Perspective

This fall, I started driving two little old ladies to get groceries once a week from the Windsor Assisted living program.   Neither one has a driver’s license.  Initially they were supposed to be driven separately but due to my scheduling, they have to ride together for the next couple of weeks. They are two very different ladies. 

 One is a “lady”,  she always looks starched and ironed.  Her hair is always in place, make up on.  She has definite opinions about everything and anything.    She used to teach school before she got married, and she has been a farm wife.  She likes to read, watches CNN and was very active with the League of Women Voters before she had to give up driving due to cataracts. 

The other lady is the typical grandma, who looks like she lives for hugs, and always smells vaguely of fresh baked bread.  She believes in comfort before style.  Colorful sweaters, and her feet are always shod in her othropedic runners with bright socks.   She smiles a lot  and loves to just look around.  She likes bingo, faithfully buys one lottery ticket and loves sweets.   Her favorite channel is TCM.

The grocery store has been growing curious as I bring them every week.   I’ve been asked why I am able to bring both of my grandmothers in.  Lady number 1 has a cane and she uses it to gesture with when she can’t always make herself understood.  Particularly at the meat counter, the cane is used for pointing.  She refuses to buy hamburger in the package, she want fresh ground chuck.  Nothing else will do.   She notices every little thing, from the fact that the prices are going up, or the cans have gotten smaller.  Yesterday, she noticed that the poor checker charged her for the red potatoes not the Yukon gold as asked.  The poor checker stammered but Ma’am, the red potatoes are cheaper!   Lady #1  gave a *sniff*, and a look of death,  as she stated, “But I am not buying red potatoes!”  He re-scanned and fixed the receipt.
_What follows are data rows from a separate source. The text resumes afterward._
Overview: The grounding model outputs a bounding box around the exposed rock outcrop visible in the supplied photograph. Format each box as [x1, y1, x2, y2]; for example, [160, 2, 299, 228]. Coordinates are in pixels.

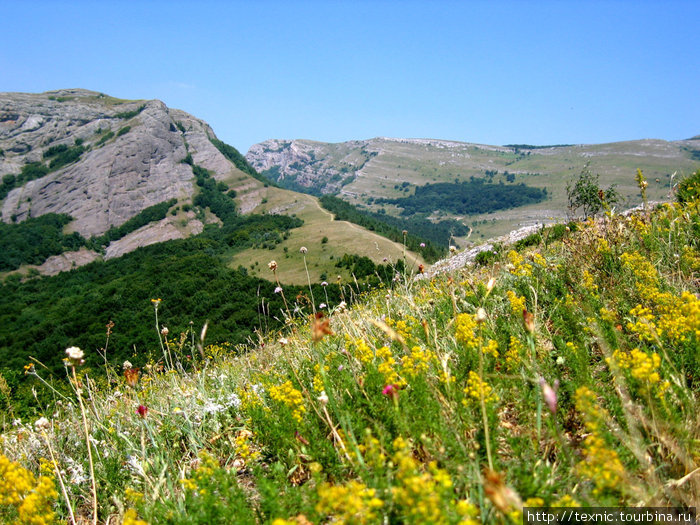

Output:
[0, 90, 235, 237]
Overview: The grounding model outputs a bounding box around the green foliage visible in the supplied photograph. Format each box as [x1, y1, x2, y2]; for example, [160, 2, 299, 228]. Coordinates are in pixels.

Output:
[319, 195, 448, 261]
[114, 104, 146, 119]
[676, 170, 700, 203]
[90, 199, 177, 249]
[0, 213, 85, 271]
[0, 172, 700, 525]
[377, 179, 547, 216]
[209, 137, 278, 188]
[566, 164, 621, 219]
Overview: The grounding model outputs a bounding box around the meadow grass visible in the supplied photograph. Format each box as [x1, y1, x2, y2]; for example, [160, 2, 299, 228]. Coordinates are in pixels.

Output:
[0, 174, 700, 525]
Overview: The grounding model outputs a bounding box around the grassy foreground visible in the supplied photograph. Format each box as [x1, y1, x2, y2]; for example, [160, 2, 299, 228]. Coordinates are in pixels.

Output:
[0, 175, 700, 525]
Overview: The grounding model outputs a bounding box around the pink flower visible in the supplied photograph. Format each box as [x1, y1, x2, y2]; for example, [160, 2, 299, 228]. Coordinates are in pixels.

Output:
[382, 385, 399, 399]
[540, 377, 559, 414]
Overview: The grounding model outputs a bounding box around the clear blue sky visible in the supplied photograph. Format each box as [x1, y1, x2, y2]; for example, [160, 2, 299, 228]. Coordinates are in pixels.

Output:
[0, 0, 700, 153]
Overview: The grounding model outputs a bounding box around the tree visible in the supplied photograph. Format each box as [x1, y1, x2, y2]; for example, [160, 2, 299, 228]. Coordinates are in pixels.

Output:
[566, 163, 621, 219]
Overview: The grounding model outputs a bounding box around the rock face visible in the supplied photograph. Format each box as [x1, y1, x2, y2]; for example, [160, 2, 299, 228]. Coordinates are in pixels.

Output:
[246, 139, 378, 194]
[0, 89, 235, 237]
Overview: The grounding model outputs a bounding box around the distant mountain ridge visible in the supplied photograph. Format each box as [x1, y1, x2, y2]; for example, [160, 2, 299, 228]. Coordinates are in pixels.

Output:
[246, 137, 700, 239]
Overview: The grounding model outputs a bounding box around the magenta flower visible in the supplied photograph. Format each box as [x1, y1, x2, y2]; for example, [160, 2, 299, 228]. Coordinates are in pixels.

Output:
[540, 377, 559, 414]
[382, 385, 399, 399]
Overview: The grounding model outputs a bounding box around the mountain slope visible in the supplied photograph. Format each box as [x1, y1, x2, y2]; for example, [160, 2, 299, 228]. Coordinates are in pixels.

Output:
[0, 89, 416, 278]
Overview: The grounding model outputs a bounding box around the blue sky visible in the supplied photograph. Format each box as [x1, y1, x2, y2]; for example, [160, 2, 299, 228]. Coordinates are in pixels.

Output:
[0, 0, 700, 153]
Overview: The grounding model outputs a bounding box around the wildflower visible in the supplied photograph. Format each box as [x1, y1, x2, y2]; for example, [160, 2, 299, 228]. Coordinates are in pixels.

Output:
[270, 381, 306, 423]
[382, 384, 399, 399]
[316, 390, 328, 405]
[34, 417, 51, 431]
[311, 312, 333, 343]
[462, 370, 498, 406]
[66, 346, 85, 366]
[540, 377, 559, 414]
[486, 277, 496, 293]
[523, 310, 535, 334]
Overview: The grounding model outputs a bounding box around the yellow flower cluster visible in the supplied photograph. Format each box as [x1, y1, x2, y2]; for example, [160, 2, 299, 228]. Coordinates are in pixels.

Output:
[599, 307, 617, 323]
[627, 304, 661, 341]
[377, 346, 406, 386]
[384, 315, 418, 340]
[462, 370, 498, 406]
[349, 338, 374, 365]
[575, 386, 625, 495]
[401, 346, 437, 377]
[313, 363, 330, 394]
[316, 481, 384, 524]
[506, 290, 525, 317]
[620, 252, 659, 300]
[391, 437, 452, 523]
[234, 429, 260, 463]
[607, 348, 671, 397]
[180, 450, 219, 495]
[583, 270, 598, 294]
[122, 509, 148, 525]
[0, 454, 58, 525]
[270, 381, 306, 423]
[506, 250, 532, 277]
[658, 292, 700, 342]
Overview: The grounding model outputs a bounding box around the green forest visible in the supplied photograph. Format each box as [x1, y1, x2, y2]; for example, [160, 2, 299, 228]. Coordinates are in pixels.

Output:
[320, 195, 469, 262]
[376, 178, 547, 216]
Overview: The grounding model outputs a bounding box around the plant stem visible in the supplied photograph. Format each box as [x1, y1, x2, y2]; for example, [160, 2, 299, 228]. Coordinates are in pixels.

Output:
[71, 366, 97, 525]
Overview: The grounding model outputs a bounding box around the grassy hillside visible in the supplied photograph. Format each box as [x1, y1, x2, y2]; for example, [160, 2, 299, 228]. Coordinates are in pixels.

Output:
[229, 183, 424, 284]
[0, 172, 700, 525]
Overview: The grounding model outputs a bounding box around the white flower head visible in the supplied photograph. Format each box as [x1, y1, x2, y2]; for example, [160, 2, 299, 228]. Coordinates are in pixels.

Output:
[34, 417, 51, 430]
[66, 346, 85, 366]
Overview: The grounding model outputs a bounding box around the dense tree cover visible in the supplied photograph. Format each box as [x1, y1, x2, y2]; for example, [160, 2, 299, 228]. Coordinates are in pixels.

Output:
[0, 213, 85, 271]
[90, 199, 177, 249]
[377, 179, 547, 215]
[320, 195, 468, 261]
[209, 137, 277, 187]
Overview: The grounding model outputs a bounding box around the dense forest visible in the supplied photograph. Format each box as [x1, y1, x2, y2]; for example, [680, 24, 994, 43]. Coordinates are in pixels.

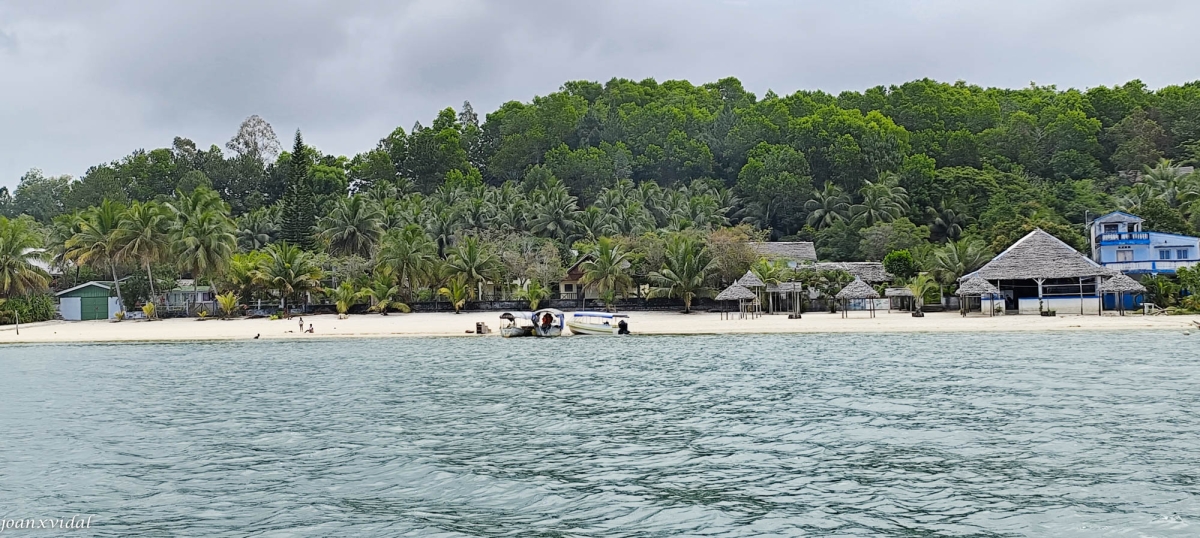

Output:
[0, 78, 1200, 319]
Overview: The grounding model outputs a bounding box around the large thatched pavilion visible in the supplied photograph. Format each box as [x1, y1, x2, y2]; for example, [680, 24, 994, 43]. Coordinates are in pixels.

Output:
[959, 228, 1116, 313]
[1097, 275, 1146, 316]
[836, 279, 880, 317]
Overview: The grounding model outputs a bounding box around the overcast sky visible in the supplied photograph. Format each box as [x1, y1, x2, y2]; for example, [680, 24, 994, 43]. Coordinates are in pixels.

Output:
[0, 0, 1200, 187]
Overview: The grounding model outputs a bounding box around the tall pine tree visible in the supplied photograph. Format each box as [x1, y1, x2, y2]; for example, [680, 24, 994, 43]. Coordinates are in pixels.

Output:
[281, 128, 317, 250]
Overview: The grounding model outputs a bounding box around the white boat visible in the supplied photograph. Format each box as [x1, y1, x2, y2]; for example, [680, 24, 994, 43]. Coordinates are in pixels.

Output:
[500, 312, 533, 339]
[566, 312, 629, 334]
[533, 309, 566, 336]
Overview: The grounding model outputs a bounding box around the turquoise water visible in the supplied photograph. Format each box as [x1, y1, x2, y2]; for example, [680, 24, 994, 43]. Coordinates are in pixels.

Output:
[0, 333, 1200, 537]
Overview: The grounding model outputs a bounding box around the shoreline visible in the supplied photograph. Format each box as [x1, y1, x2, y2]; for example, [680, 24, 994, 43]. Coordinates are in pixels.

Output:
[0, 311, 1198, 345]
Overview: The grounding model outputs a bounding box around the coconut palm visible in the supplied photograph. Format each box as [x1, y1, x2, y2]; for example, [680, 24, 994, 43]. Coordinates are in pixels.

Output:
[113, 202, 170, 312]
[529, 185, 580, 244]
[377, 225, 437, 299]
[259, 241, 320, 319]
[804, 181, 850, 228]
[364, 274, 412, 316]
[317, 195, 384, 258]
[930, 239, 991, 285]
[329, 282, 367, 316]
[517, 280, 553, 310]
[438, 275, 474, 313]
[64, 199, 125, 304]
[236, 205, 280, 252]
[0, 216, 50, 298]
[445, 235, 502, 297]
[648, 234, 713, 313]
[217, 292, 239, 319]
[580, 238, 634, 309]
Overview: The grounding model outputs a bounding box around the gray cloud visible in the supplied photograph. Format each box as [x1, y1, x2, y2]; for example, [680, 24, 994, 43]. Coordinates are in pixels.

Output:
[0, 0, 1200, 186]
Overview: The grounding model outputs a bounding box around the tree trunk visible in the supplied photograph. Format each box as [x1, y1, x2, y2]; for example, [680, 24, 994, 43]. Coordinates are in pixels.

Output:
[108, 263, 125, 311]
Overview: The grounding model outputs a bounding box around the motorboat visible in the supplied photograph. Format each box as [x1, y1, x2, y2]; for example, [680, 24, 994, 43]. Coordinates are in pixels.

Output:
[533, 309, 566, 336]
[500, 312, 533, 339]
[566, 312, 629, 334]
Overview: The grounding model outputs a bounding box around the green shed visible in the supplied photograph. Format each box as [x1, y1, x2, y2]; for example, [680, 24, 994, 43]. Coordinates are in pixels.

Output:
[55, 281, 116, 321]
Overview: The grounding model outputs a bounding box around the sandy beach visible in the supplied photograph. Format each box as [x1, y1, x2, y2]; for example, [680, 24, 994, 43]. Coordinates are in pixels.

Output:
[0, 312, 1195, 343]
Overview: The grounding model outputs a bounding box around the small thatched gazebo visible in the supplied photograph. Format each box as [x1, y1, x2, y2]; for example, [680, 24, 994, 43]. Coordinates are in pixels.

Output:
[883, 288, 917, 312]
[958, 279, 1001, 317]
[836, 279, 880, 317]
[1096, 274, 1146, 316]
[716, 283, 758, 319]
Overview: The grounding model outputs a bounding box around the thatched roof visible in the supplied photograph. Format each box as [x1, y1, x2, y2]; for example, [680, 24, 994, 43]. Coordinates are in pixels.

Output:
[958, 279, 1000, 297]
[716, 285, 758, 300]
[812, 262, 893, 283]
[750, 241, 817, 262]
[734, 271, 767, 288]
[959, 228, 1116, 280]
[767, 282, 804, 293]
[838, 279, 880, 299]
[1097, 275, 1146, 293]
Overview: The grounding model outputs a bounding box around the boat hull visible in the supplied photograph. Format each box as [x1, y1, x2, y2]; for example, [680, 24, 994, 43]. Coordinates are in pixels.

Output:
[566, 322, 617, 335]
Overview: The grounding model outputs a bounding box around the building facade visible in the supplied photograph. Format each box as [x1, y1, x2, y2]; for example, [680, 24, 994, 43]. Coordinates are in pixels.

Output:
[1091, 211, 1200, 275]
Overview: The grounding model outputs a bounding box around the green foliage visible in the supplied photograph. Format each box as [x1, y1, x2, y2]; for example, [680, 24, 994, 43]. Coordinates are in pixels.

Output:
[883, 250, 920, 280]
[0, 293, 58, 324]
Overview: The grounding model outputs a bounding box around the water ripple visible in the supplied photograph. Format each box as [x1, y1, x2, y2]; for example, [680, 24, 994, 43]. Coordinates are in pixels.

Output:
[0, 333, 1200, 537]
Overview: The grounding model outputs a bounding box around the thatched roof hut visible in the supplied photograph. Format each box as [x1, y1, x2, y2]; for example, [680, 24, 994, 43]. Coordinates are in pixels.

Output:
[958, 279, 1000, 297]
[811, 262, 895, 283]
[1097, 275, 1146, 293]
[716, 285, 758, 300]
[750, 241, 817, 263]
[734, 271, 767, 288]
[838, 279, 880, 299]
[959, 228, 1116, 281]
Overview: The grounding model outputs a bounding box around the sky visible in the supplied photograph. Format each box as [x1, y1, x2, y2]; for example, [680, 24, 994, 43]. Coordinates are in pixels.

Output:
[0, 0, 1200, 189]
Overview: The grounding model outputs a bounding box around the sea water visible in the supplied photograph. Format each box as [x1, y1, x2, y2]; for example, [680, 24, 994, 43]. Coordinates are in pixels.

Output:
[0, 331, 1200, 537]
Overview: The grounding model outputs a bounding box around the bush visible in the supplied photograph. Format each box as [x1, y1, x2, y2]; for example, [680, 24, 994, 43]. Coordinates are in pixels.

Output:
[0, 293, 56, 325]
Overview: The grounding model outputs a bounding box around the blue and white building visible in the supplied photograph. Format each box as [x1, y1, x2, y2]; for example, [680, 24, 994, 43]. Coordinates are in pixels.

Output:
[1092, 211, 1200, 275]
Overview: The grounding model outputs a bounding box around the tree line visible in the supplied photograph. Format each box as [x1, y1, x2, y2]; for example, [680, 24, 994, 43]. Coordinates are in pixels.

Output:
[0, 78, 1200, 317]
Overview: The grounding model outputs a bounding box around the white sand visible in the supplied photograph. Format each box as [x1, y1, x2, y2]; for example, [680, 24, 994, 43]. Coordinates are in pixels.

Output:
[0, 312, 1195, 343]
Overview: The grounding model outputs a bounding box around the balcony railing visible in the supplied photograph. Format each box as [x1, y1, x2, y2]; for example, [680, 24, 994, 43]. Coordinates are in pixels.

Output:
[1103, 259, 1200, 274]
[1096, 232, 1150, 245]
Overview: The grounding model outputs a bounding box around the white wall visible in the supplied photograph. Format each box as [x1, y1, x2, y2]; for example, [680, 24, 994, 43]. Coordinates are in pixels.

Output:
[59, 297, 83, 322]
[1020, 297, 1100, 316]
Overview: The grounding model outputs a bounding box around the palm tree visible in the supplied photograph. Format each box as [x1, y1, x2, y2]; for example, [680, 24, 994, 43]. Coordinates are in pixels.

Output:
[529, 185, 580, 244]
[580, 238, 634, 309]
[64, 199, 125, 304]
[236, 205, 280, 252]
[907, 273, 940, 311]
[648, 234, 713, 313]
[170, 208, 238, 312]
[377, 225, 437, 300]
[438, 275, 474, 313]
[850, 183, 908, 227]
[364, 273, 410, 316]
[113, 202, 170, 312]
[804, 181, 850, 228]
[0, 216, 50, 298]
[931, 239, 991, 285]
[329, 282, 366, 316]
[446, 237, 500, 297]
[259, 241, 320, 319]
[317, 195, 384, 258]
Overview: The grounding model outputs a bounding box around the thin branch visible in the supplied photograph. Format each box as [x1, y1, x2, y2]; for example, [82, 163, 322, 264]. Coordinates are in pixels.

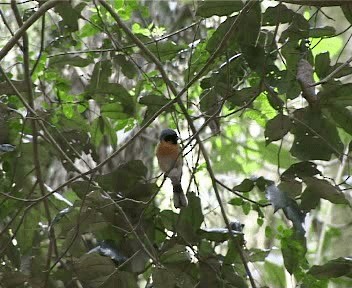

Lady #2 , on the other hand, always has coupons,  but difficulty finding the exact items, that the coupon specifies.  She loves BOGO coupoons.  She will buy things just to use the coupon.  Yesterday I thought Lady #1 was going to clonk Lady #2 over the head with her cane right in the middle of the pasta aisle .  Lady #2 had spent six minutes dithering over the two types of spaghetti sauce, when she only had the coupon for one of the sauces.   

At long last, we are finally through the grocery line, and we were driving them back home.  I share with them stories about my family.  They have both been particularly interested in Katy, and all that she does.  Lady #1 in particular has been very impressed that Katy plays sports and that Sean and I encourage that.   So yesterday,  (as warned by the assisted living staff, they will try to give you things.. Say NO!) they both offered to pay for Katy’s fee for volleyball.  I was very touched, and said thank you but no.  They had asked at the recreation center how much volleyball was, so they were prepared to each give me $25.  

Twenty-five dollars to these two ladies is a week of  groceries.  I was so touched and honored that they would do that for my daughter, who they have never met.  So I again declined.  Lady #1 was getting insulted so I explained that club volleyball was an entirely different fee structure.  They persisted in wanting to know the cost.  So  I told them it was a lot and said we were fine with paying this fee.  We wanted to do this for Katy.  They would not give it a rest, so I  caved, and told them how much exactly it was… $2300 or so.  That’s not adding in the trips to Reno and Atlanta if necessary. 

They both looked like I had hit them.  The look of shock was priceless.  Lady #1  finally took a breath, and “Melissa,  we bought our first house for $1800!”  Lady #2 response was “Did you get a coupon?”   

I snickered about that all the way home.  And then I started thinking.  $25  is not very much money to me. It’s a tank of gas, a  lunch out.  For Santa Cops, twenty five dollars, is five toys from Walmart.  For my ladies, it is a weeks worth of groceries.  Keep in mind, they are single ladies, who only cook and eat for one.   $25 is not a lot of money to me, but it is priceless to some.   It is all a matter of perspective.